By MELANIE LIDMAN, Associated Press
Published: April 20, 2025, 12:26pm
2 Photos
Families and relatives of hostages held in Gaza call out on loudspeakers in hopes that their loved ones will hear them, near the Gaza border in Kibbutz Nir Oz, southern Israel, Sunday, April 20, 2025.
Families and relatives of hostages held in Gaza call out on loudspeakers in hopes that their loved ones will hear them, near the Gaza border in Kibbutz Nir Oz, southern Israel, Sunday, April 20, 2025. (AP Photo/Ohad Zwigenberg ) Photo Gallery

JERUSALEM — An Israeli investigation into the killings of 15 Palestinian medics last month in Gaza by Israeli forces said Sunday that it found a chain of “professional failures” and a deputy commander will be fired — one of the most severe punishments of the 18-month war.

Israel at first claimed that the medics’ vehicles did not have emergency signals on when troops opened fire, but it later backtracked. Cellphone video recovered from one medic contradicted Israel’s initial account.

The military investigation found that the deputy battalion commander, “due to poor night visibility,” assessed that the ambulances belonged to Hamas militants. Video footage obtained shows the ambulances had lights flashing and logos visible as they pulled up to help another ambulance that came under fire earlier.
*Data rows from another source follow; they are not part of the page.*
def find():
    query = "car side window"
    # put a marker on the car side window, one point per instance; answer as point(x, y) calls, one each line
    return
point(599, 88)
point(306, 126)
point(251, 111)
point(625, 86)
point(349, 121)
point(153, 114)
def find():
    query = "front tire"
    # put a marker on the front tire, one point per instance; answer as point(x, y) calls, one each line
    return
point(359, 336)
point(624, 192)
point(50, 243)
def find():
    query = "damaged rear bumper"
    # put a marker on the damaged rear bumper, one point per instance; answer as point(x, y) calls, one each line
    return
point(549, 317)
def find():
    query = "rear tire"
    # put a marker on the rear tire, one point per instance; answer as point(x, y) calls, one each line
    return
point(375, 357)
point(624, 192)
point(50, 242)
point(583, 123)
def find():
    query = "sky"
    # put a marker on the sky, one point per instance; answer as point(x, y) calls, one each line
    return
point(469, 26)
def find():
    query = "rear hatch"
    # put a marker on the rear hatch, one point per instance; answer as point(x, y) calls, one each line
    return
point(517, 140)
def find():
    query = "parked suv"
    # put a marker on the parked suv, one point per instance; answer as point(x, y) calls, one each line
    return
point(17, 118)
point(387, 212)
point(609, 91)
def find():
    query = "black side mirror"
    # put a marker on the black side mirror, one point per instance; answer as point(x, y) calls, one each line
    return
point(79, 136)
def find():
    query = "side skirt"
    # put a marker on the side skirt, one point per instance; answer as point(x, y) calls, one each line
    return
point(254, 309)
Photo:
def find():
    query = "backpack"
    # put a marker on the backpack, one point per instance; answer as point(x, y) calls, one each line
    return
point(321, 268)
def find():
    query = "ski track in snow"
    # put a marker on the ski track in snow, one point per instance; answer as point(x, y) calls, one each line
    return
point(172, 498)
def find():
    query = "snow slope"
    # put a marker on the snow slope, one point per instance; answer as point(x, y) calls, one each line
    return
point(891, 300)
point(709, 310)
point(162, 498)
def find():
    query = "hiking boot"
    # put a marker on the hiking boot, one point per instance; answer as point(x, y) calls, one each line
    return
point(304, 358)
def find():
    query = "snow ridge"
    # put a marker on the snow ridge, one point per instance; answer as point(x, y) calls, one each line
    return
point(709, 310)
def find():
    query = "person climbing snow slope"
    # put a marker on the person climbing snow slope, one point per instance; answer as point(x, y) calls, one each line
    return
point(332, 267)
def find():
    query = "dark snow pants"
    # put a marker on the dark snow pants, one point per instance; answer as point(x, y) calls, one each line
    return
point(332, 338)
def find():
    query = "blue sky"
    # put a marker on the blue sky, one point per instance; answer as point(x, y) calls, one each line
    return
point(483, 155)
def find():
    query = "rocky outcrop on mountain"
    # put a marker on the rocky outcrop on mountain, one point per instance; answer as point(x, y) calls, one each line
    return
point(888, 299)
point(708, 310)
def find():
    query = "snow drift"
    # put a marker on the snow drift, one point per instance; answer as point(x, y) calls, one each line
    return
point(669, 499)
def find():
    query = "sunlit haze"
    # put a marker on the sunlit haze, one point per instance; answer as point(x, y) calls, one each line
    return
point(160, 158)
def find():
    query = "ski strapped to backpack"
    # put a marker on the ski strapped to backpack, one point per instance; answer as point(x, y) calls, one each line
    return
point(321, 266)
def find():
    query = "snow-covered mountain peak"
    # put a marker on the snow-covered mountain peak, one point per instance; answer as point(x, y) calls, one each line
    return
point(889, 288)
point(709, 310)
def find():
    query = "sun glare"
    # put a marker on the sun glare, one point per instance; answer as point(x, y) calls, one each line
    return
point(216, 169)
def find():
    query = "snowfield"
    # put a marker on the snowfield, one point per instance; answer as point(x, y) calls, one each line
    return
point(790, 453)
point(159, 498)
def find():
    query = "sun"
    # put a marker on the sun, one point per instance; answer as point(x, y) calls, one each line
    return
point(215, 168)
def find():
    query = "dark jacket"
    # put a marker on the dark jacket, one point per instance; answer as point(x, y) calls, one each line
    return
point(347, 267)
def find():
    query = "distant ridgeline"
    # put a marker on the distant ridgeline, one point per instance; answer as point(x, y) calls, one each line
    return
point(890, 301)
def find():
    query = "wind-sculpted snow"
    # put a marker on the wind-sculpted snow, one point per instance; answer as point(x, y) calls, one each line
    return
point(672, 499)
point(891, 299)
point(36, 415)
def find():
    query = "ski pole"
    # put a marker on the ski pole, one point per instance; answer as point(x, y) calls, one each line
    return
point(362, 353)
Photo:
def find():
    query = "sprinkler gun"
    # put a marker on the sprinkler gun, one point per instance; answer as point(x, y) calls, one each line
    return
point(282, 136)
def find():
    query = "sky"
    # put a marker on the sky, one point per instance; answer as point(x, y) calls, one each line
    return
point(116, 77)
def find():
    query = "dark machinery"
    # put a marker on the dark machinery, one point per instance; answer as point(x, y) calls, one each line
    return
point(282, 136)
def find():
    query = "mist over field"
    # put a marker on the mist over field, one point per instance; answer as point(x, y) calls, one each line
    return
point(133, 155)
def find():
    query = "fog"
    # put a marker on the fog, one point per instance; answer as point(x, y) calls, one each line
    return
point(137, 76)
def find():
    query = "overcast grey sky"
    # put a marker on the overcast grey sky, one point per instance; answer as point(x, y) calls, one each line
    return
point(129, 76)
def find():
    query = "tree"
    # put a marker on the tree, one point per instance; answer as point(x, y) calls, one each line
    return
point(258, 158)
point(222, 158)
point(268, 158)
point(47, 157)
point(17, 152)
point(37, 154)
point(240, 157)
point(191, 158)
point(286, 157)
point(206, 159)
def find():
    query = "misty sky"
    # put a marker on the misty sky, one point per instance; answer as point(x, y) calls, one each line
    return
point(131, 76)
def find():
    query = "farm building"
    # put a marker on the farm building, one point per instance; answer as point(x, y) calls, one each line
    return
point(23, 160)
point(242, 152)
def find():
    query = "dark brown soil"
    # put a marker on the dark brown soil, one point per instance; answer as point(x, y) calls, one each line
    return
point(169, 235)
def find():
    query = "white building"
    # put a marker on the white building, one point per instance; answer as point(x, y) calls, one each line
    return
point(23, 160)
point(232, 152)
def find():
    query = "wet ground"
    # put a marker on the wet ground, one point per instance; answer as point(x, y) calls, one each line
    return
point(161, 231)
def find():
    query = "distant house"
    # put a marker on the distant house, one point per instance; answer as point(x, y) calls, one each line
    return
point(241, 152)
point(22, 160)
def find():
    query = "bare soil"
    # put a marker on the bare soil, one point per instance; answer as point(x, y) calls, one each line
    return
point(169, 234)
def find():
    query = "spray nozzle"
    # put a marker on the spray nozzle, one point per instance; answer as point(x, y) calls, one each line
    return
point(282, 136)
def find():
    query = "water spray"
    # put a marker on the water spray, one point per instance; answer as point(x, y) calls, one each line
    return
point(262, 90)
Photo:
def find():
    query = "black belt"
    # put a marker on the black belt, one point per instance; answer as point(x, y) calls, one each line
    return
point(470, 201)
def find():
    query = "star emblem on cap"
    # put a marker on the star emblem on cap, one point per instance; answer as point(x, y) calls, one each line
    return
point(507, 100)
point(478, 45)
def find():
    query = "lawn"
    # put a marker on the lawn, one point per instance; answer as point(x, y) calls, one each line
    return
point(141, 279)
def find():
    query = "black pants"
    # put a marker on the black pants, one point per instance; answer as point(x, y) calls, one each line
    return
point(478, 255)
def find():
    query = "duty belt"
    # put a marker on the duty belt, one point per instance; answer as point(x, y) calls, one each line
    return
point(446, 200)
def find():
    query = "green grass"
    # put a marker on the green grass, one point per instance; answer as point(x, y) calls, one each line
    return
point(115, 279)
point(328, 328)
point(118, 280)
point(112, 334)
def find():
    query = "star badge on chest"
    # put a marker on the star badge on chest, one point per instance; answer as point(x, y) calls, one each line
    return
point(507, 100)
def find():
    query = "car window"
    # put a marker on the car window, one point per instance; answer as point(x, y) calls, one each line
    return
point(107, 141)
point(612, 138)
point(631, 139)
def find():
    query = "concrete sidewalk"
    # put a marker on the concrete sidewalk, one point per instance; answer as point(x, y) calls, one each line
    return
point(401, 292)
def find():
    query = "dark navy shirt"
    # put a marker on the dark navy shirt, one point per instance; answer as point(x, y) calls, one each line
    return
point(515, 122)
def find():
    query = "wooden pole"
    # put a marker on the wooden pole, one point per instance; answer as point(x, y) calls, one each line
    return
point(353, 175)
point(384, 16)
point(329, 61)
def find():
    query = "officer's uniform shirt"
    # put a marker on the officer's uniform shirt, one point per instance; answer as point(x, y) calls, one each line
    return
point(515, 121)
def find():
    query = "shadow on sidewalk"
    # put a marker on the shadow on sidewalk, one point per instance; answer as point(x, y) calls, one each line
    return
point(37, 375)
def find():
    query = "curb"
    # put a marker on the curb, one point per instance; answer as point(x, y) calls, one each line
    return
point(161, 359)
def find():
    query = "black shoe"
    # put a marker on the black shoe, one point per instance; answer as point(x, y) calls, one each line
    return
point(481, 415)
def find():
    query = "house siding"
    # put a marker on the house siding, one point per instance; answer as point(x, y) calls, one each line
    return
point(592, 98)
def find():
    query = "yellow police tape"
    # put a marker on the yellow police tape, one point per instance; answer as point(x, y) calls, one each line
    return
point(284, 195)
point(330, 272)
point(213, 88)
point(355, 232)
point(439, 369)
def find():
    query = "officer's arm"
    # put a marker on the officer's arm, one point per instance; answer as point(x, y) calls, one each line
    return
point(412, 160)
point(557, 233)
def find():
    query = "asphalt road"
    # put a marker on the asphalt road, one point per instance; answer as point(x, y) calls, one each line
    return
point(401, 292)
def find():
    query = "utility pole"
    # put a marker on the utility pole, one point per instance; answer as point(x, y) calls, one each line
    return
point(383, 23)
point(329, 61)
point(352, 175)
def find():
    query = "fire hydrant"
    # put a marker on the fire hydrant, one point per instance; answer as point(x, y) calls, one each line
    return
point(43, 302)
The teams do not appear to be acting unusually or in a threatening manner as three medics emerge and head toward it.

Their vehicles immediately come under a barrage of gunfire that goes on for more than five minutes with brief pauses.

Eight Red Crescent personnel, six Civil Defense workers and a U.N. staffer were killed in the shooting before dawn on March 23 by troops conducting operations in Tel al-Sultan, a district of the southern Gaza city of Rafah. Troops bulldozed over the bodies along with their mangled vehicles, burying them in a mass grave. U.N. and rescue workers were able to reach the site a week later.

The head of the Palestinian Red Crescent Society has said the men were “targeted at close range.” The Israeli military said the examination found “no evidence to support claims of execution or that any of the deceased were bound before or after the shooting.”

It said the Palestinians were killed due to an “operational misunderstanding” by Israeli forces, and that a separate incident 15 minutes later, when Israeli soldiers shot at a Palestinian U.N. vehicle, was a breach of orders.

The deputy commander who will be dismissed was the first to open fire and the rest of the soldiers also started shooting, the investigation said. It said the soldiers were 65 to 100 feet from the road when the ambulances pulled up.

The findings asserted that six of those killed were Hamas militants — it did not give their names — and said some of the others were originally misidentified as Hamas. Israel’s military initially said nine were militants. The Civil Defense is part of the Hamas-run government.

No paramedic was armed and no weapons were found in any vehicle, Maj. Gen Yoav Har-Even, in charge of the military’s investigative branch, told journalists.